The first phase of this work consisted of evaluating the current acoustics of the church. The aim of the measurements was to assess whether the church had good acoustic conditions for speech understanding and to evaluate a simple minimal way to achieve better acoustic conditions.

2. Acoustic Measurements

The acoustic measurements were carried out in accordance with the ISO 3382 [8]. An omnidirectional spherical sound source (Peecker Sound mod. JA12, Reggio Emilia, Italy) was placed on the altar, with fifteen measurement microphone points being equally distributed in three rows in order to evaluate the spatial average acoustic properties of the church. In the church, the position of the speaker is univocal and is determined in the position of the altar. The acoustic measurements in the empty room were taken with an average temperature of about 15 °C and relative humidity of 50%. There were no noisy activities in the vicinity and the traffic noise was negligible considering the distance of the church from the nearest arterial road, so the background noise measured was lower than 35 dBA. Figure 3 shows the plan of the church, indicating the source position and the position of the fifteen microphone points. Figure 4 shows the position of the tools during the measurement sessions.

The impulse responses were detected with a measurement microphone GRAS Sound & Vibration A/S mod. 40 AR (Denmark). MLS signals of order 16 with a length of 5 s were generated by a 01dB-Stell Symphonie system (France) [9]. While the acoustic measurements were taken, the church was empty and the furniture consisted of hard chairs only. The sound source was placed at a height of 1.5 m from the floor and the microphone at a height of 1.3 m.

3. Results

The following acoustic parameters were analyzed: EDT, T₃₀, C₈₀, D₅₀, C₅₀, Ts, and STI. These parameters were defined to better describe the perception of a sound field, even though their prediction depends on many factors, such as the position of the sources and receivers.

Traditionally the reverberation time is the most common acoustic parameter, with it being described as the persistence of the sound after a source has stopped. The early decay time (EDT) is often shown to correlate better to the early reverberation effect in the room. The clarity measures the balance between the useful and detrimental sound for the listening perception, it represents the degree to which different reflections arrive and are perceived by the listener, with it being assessed as an early-to-late arriving sound energy ratio. In particular, the C₈₀ is defined as the ratio, expressed in decibels, of the early energy (from 0 to 80 ms) over the late reverberant energy (from 80 ms to infinite). The definition (D₅₀) considers the early arriving sound energy over the total sound energy and is calculated using 50 ms as the early time limit. The different requests of the several sound messages required some compromises in the acoustic goals.
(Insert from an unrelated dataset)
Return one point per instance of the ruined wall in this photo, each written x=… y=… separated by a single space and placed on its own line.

Using recent studies on the typical listening preference in worship spaces [5,10], the criteria in

Table 1. Suitable acoustic parameter values for the different listening conditions.

Parameters	EDT, s	T30, s	C80, dB	D50
values for musical performances	1.8 < EDT < 2.6	1.6 < T30 < 2.2	−2 < C80 < 2	<0.5
values for speech performances	1.0	0.8 < T30 < 1.2	>2	>0.5

were considered.

Figure 5 reports the average measured parameters of EDT, T₃₀, C₈₀, D₅₀, C₅₀, and Ts, of the fifteen receiver locations, together with the intervals of the standard deviation for each octave band from 125 Hz to 4.0 kHz. The values of the parameters EDT and T₃₀ exceed, on average, 5.0 s, the average value of C₈₀ = −6.0 dB, the average value of D₅₀ = 0.11, while the average value of the parameter STI = 0.29 (+/−0.04).

The acoustic parameter T30 shows negligible values of the standard deviation, confirming the reverberant nature of this room where this parameter is not influenced by the position of the receiver. Other parameters show standard deviation variations more significant and, furthermore, for D₅₀, the standard deviation increases at the low frequencies. For these spaces, upon changing the position of the receiver, so do the values of the considered parameters. Similar results have been found in other monumental churches [11,12]. Current acoustics literature presents tables and diagrams that define the optimum reverberation time as a function of the intended use and the environment volume. At the frequencies of 125 and 250 Hz, the reverberation time is slightly lower than that of the 500 Hz band, due to the presence of large glass areas in the upper part of the walls; glass surfaces in the domain of the low frequencies act as extended resonators.

The speech transmission index (STI) is the acoustic parameter for assessing the goodness of speech understanding, and it showed a measured value of 0.29 (±0.04), corresponding to a value of bad intelligibility (i.e., in the room there is a poor understanding of speech). Figure 5 highlights how the value of C₈₀ does not exceed the value of −2 dB in the range of measured frequencies. Literature reports that, for the correct listening of a musical performance, the C₈₀ value must be within the range: −2 dB < C₈₀ < 2 dB.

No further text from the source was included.